The core idea
Propensity scoring for inbound calls is a pre-auction quality prediction. Before a call enters a real-time bidding auction, a model evaluates available metadata about the caller and the call context, then outputs a score -- typically 0 to 100 -- predicting how likely this call is to convert into a sale.
A caller with a propensity score of 92 is almost certainly worth bidding on. A caller scoring 34 is probably not. The score lets you make informed bid decisions in milliseconds, before you commit any budget.
Think of it as underwriting for calls. Insurance companies don't write every policy at the same premium. They assess risk factors and price accordingly. Propensity scoring does the same thing for call buyers -- it assesses conversion likelihood and lets you bid accordingly.
What signals go into the score
Propensity models consume every piece of metadata available at auction time. The caller hasn't been connected yet, so the model can't use anything from the conversation itself. Instead, it works with contextual signals:
Geographic signals
Caller location is one of the strongest predictors of conversion.
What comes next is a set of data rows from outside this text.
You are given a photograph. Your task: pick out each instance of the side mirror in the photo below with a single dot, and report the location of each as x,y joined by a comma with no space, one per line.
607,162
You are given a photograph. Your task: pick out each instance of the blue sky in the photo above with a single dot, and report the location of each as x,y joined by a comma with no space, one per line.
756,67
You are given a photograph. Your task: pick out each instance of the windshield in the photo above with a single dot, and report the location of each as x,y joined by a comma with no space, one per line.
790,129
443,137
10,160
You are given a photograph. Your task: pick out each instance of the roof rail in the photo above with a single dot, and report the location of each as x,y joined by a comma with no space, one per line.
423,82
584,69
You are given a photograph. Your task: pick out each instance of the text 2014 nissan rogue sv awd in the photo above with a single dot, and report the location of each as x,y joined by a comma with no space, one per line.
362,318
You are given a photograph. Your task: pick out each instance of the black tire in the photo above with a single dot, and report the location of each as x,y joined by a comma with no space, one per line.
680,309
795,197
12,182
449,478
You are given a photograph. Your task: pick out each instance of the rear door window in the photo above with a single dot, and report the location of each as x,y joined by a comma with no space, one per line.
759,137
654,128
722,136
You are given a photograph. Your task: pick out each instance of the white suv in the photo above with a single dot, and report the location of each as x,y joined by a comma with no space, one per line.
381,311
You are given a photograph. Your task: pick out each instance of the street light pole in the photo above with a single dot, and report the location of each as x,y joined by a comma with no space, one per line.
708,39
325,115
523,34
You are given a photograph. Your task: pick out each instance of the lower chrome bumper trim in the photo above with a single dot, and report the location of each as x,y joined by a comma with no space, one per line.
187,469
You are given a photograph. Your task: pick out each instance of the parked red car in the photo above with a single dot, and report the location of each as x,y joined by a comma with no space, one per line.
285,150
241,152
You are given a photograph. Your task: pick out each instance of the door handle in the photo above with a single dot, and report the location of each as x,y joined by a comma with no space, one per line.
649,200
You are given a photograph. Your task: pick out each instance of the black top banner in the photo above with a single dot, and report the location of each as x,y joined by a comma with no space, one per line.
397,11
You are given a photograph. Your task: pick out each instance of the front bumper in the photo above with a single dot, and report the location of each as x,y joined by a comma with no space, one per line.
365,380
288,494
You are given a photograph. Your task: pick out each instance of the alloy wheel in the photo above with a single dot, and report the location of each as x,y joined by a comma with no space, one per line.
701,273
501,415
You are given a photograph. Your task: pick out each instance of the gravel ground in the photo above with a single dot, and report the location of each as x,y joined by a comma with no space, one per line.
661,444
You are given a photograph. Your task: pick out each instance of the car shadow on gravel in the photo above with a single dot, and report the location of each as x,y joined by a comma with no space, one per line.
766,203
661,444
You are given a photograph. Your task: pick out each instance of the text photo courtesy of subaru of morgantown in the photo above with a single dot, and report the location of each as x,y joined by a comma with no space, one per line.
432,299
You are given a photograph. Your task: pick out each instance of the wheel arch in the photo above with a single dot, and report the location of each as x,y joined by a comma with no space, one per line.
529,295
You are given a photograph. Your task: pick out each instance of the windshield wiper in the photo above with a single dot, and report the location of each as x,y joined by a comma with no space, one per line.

The model evaluates:
- State and ZIP code: Medicare calls from Florida convert at dramatically different rates than calls from Montana. The model knows this from historical data.
- Metro area: Urban callers in large metros often have different intent patterns than rural callers.
- Geo-source combinations: A caller from Tampa who arrived via a Google search for "Medicare Advantage plans near me" has a very different profile than a Tampa caller from a display ad retargeting campaign.
In practice, geographic signals alone can explain 30-40% of the variance in conversion rates across a large call dataset.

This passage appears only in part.